Our spring curriculum started with a workshop on foraging for wild edibles. We talked about foraging safety and plant identification before hiking the farm and collecting a plethora of greens, flowers, stalks, and roots. Participants were so curious and downright fascinated by all of the things they could find to eat in the woods. They were firing off questions faster than we could answer them. At the end of the hike, we prepared a 5-course wild-crafted meal that shifted some opinions about wild foods. One comment that came up a few times was the mini epiphany that these foods were free and plentiful. Participants recognized foraging as something that could literally save their lives if they were lost in the woods or staring at empty grocery shelves. That simple, yet vital, connection to the land can drastically shift the way we perceive our dependence on our environment as well as purchased goods.

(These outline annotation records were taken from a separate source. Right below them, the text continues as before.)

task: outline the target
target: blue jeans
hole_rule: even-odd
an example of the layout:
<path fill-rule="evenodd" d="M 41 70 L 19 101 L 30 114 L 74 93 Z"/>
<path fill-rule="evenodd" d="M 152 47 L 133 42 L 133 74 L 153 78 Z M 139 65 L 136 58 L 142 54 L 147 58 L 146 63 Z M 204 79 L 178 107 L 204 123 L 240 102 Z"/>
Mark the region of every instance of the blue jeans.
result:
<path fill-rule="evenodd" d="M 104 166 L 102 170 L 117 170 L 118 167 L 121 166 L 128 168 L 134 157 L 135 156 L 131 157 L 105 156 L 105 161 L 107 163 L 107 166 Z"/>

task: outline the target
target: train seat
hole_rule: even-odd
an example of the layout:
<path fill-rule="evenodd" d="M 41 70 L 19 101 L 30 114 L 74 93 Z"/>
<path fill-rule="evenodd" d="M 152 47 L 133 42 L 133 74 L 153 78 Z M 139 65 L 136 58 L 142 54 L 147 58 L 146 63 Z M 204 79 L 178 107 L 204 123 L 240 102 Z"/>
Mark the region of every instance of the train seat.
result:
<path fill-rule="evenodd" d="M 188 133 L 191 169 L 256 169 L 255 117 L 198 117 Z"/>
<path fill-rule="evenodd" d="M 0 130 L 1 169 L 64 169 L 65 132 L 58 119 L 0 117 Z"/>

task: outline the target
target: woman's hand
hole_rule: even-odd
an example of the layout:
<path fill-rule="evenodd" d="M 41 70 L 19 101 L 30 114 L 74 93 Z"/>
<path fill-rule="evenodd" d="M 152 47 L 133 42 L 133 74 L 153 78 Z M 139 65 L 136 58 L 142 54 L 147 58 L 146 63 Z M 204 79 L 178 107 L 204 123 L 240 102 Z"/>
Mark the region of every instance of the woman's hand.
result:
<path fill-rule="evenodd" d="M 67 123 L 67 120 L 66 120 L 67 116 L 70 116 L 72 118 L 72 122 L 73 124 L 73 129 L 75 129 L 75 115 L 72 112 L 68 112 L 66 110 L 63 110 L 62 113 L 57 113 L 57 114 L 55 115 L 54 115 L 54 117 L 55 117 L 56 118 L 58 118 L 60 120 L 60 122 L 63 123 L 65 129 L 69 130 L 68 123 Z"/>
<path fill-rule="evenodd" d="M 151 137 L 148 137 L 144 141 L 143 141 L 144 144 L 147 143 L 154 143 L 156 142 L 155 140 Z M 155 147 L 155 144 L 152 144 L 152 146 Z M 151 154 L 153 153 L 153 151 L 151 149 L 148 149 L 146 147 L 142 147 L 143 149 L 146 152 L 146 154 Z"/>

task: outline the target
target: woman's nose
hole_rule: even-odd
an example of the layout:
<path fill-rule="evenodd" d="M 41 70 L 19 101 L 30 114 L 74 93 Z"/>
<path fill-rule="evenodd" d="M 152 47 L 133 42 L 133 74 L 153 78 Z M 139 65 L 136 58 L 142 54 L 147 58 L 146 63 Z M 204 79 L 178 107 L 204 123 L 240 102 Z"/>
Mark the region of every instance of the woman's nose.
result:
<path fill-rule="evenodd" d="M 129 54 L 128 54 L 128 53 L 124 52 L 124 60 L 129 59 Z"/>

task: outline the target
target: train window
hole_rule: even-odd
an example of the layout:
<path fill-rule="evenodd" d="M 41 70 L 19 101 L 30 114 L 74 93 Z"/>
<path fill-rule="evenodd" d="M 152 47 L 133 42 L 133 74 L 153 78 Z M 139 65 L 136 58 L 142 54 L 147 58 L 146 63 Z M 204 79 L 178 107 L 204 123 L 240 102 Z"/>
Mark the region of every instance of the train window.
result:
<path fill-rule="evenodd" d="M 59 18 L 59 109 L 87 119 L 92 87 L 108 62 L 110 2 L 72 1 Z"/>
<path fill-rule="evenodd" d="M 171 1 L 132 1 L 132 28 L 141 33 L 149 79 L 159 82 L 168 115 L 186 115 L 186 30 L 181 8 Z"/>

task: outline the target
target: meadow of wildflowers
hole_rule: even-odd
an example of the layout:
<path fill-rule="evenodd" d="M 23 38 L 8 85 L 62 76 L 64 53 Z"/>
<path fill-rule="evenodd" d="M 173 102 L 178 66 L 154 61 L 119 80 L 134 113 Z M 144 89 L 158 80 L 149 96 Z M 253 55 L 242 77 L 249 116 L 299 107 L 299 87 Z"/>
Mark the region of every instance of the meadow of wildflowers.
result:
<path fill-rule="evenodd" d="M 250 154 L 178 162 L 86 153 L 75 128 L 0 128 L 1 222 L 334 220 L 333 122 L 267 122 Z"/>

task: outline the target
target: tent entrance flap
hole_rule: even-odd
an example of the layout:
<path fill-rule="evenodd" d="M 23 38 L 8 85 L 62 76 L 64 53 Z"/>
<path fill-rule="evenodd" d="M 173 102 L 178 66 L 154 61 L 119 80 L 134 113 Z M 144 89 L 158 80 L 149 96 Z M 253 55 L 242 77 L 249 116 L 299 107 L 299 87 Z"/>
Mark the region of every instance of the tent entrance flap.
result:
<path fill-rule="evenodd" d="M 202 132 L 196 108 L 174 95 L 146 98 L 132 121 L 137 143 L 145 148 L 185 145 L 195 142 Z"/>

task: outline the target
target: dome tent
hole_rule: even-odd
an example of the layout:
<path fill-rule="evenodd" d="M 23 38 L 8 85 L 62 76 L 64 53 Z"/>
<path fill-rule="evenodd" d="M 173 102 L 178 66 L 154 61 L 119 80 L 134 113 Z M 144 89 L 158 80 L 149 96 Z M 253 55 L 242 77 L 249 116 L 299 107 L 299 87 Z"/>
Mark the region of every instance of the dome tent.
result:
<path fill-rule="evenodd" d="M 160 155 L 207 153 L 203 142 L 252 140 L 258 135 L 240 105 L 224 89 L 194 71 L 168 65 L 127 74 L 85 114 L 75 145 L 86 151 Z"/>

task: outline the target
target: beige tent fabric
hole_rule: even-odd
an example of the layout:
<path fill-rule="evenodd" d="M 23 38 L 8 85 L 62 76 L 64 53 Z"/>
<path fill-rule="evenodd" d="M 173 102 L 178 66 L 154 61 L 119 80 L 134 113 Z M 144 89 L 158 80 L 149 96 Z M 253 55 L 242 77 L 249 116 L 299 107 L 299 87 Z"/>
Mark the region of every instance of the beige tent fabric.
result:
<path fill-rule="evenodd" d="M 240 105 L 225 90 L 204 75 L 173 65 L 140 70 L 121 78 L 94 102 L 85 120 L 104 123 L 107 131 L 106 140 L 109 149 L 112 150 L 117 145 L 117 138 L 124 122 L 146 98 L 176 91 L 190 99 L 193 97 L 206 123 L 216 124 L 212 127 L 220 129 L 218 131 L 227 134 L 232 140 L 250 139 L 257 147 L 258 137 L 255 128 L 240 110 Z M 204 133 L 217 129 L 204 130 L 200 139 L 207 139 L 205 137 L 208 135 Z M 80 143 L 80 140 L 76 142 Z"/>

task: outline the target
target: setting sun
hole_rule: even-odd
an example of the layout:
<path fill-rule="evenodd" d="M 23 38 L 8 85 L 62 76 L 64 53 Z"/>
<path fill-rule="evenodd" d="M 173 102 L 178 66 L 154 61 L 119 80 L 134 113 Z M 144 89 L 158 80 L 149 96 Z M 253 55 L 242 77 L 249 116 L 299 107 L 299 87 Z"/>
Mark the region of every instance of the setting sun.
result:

In May, we led a workshop on perennials in agriculture which looked at the benefits of investing in permaculture. We discussed how the chemical annual cropping systems are eroding the soil and contaminating rural drinking water across the country, and the fact that there is indeed a better way. Then we led a hike around the farm to the diverse perennial crops at Keewaydin including asparagus, hazelnuts, rhubarb, culinary herbs, and a variety of berries and fruit trees. After we shared a perennial-focused picnic, participants had an opportunity to take part in planting Aronia berries as part of developing an edible trails project. At the end of the class, participants hung out on the farm, getting names and numbers to connect with each other and asking lingering questions. I started to see a glimpse of the shifting perceptions and supportive social circles we’re aiming to create, and it brings me so much joy.
This is only the beginning. We are just getting started, and already I have experienced an outpouring of positive feedback from participants. Each time we put on a workshop, I witness how much people need these experiences. I see how much it means to folks to have wild spaces to explore. I hear the sincerity of the gratitude for an offering of a unique connection to the land, and I feel more and more that this connection is a vital piece of holistic wellbeing. At Driftless Curiosity, we’re developing new ways of identifying with the land, ourselves, and each other. Are you curious?